Here’s my thing: I help women overcome emotional eating.
I can give you processes, structures, and helpful tips about losing the weight you want to lose, and it works. WHILE you do them. You’ve been there, done that, right?
Yeah, me too. I’m not kidding when I say I was on a diet for 40 years, and perhaps like me, you’re a bit jaded with claims. Last week, I saw a post that said, “I don’t want to hear anymore magic claims about weight loss.” I so get that, don’t you?
I could get near my goal, and did reach my goal a couple of times, but the weight must have been taking a holiday, because it started coming back far too soon. I couldn’t maintain my lower weight.
Maybe it was the heady idea that “now I can eat anything I want.”
Maybe it was missing foods.
Maybe it was self-sabotage. I
It was almost always about emotional eating.
So what’s emotional eating about?
Curiously, it’s usually not about the food itself or deprivation or even willpower.
It’s about what drives us to the food.
It’s about what we’ve connected to that food.

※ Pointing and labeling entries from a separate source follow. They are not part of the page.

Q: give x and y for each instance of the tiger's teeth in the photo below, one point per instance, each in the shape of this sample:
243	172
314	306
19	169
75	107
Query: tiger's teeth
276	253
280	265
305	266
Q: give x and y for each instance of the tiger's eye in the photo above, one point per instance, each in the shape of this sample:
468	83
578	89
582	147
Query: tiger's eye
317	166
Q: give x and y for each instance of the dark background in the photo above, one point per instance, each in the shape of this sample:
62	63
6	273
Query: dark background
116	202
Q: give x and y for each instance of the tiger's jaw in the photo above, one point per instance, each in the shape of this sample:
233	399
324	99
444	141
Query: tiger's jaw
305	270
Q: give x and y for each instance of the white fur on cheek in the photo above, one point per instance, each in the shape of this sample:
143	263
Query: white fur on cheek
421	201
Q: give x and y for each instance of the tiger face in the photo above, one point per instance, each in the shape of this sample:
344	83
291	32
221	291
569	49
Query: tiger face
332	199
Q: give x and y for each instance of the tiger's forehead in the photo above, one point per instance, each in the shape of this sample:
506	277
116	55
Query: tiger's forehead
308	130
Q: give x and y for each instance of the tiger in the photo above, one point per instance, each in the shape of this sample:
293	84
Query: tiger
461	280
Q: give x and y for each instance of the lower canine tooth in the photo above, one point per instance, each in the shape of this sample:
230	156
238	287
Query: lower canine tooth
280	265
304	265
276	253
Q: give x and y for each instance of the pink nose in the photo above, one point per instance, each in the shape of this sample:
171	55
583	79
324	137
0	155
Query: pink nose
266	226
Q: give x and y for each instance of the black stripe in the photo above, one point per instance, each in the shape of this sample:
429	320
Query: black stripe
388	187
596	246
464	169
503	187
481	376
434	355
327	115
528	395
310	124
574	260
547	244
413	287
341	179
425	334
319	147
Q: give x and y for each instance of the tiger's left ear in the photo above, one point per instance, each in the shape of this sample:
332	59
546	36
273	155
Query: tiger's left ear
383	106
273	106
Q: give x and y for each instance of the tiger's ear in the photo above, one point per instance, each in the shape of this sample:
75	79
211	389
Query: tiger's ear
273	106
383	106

It’s about the emotional stuff, the baggage that has shaped us and that we then take into every aspect of our lives.
If you’ve watched my TEDx talk, you’ll remember that I had an issue with peanut butter. When I felt stressed or upset, I’d go to my peanut butter jar. When I finally recognized it as a tangible connection to my grandmother, it made sense. My grandmother and I LOVED peanut butter. AND my grandmother always made me feel safe and loved. She could help me calm down and work through any issue. I should have learned her wisdom and approach to problem-solving instead, but no, I connected that calm, safe, loved feeling to peanut butter. That’s just it. It’s not rational – it’s emotional, and it drives us.
The good news is, we can then disconnect the food from the feel-good experience and replace it with something that works for us. That’s one piece of emotional baggage we can unpack so we make more effective choices.